ABD, 2000'li yıllarla birlikte, bir noktayı daha yakaladı; fosil yakıtlara yönelik uluslararası kamuoyu tepkisi tırmanarak artıyor; herkes küresel iklim değişikliğinin farkında ve yenilenebilir enerji alanında teknoloji o kadar hızlı ilerliyor, rüzgâr ve güneş enerjisi ile elektrik üretimi o kadar hızlı ucuzluyor ki, 'petrolün 100 yılı' artık tamamlanıyor. Bu da şu anlama geliyor; petrolün devri kapanıyorsa, elindeki rezervi satabildiğin kadar sat. Oysa, ABD 1970'li yılların başında, günde 10 milyon varil petrol üretirken, iki petrol krizi sonrasında, kendi topraklarındaki petrol üretimini kısıp, ihracatı yasaklayıp, Saddam Hüseyin'i idama götüren son Irak operasyonu ile 4 milyon varile kadar çekmişti. 10 yıllık Afganistan ve Irak operasyonu fiyaskosu sonrasında, 2013'te 'kayaç gazı ve petrolü'nü de devreye alarak ve enerji ihracatı yasağını kaldırarak atağa geçti. Şimdi, ABD Enerji Enformasyon İdaresi'nin tahminlerine göre, ABD'nin petrol üretimi Mayıs 2018'de 9.97 milyon varile ulaşarak, S. Arabistan'ı geçecek ve ABD'nin adı 'Saudi America' olacak.

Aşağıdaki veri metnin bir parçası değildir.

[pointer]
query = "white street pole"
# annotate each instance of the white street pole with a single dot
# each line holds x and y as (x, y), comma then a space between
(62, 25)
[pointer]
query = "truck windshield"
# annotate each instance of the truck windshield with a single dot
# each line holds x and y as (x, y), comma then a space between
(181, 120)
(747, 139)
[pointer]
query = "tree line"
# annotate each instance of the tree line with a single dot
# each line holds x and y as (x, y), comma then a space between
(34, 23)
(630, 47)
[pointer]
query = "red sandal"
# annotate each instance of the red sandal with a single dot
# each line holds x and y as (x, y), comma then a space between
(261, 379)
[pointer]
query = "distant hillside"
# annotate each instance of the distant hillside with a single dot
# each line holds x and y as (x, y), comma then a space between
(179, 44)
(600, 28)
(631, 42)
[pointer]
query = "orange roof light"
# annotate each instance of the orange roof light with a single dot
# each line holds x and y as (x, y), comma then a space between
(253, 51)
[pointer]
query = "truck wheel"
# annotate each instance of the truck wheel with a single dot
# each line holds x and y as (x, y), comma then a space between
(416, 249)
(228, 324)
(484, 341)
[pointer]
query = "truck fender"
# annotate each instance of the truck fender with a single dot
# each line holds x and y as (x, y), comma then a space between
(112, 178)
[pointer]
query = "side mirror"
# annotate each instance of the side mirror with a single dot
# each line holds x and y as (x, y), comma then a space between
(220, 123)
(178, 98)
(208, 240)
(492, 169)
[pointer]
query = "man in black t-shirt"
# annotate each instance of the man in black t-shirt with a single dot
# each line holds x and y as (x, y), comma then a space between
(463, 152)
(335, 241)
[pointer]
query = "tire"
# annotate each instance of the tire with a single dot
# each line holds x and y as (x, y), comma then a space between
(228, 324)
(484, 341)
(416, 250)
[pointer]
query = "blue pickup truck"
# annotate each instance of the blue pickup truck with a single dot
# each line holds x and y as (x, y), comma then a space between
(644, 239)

ABD, 1970'lerde ürettiği günlük 10 milyon varili yeniden yakalayıp, önümüzdeki 30 yılda petrol elektrik üretimi ve küresel ulaştırma hizmetlerinde kademe kademe terk edilirken, elindeki rezervlerden 'son vurgun'u yapacak. Bu nedenle, ne Körfez'in, ne Rusya'nın petrol üretimi ve ihracatında daha iddialı olmasını istemiyor. Unutmayın, Katar ablukası ve Kudüs başlıkları ile, Körfez ve İran'ı birbirine düşürür ve Hürmüz Boğazı'ndan günlük 23 milyon varil petrol geçemez ise, dünya petrol ihtiyacını büyük ölçüde ABD'den temin etmek durumunda kalacak.
ABD'nin 'petrolde son vuruş'u hedefleyen stratejisini de göz ardı etmeyelim.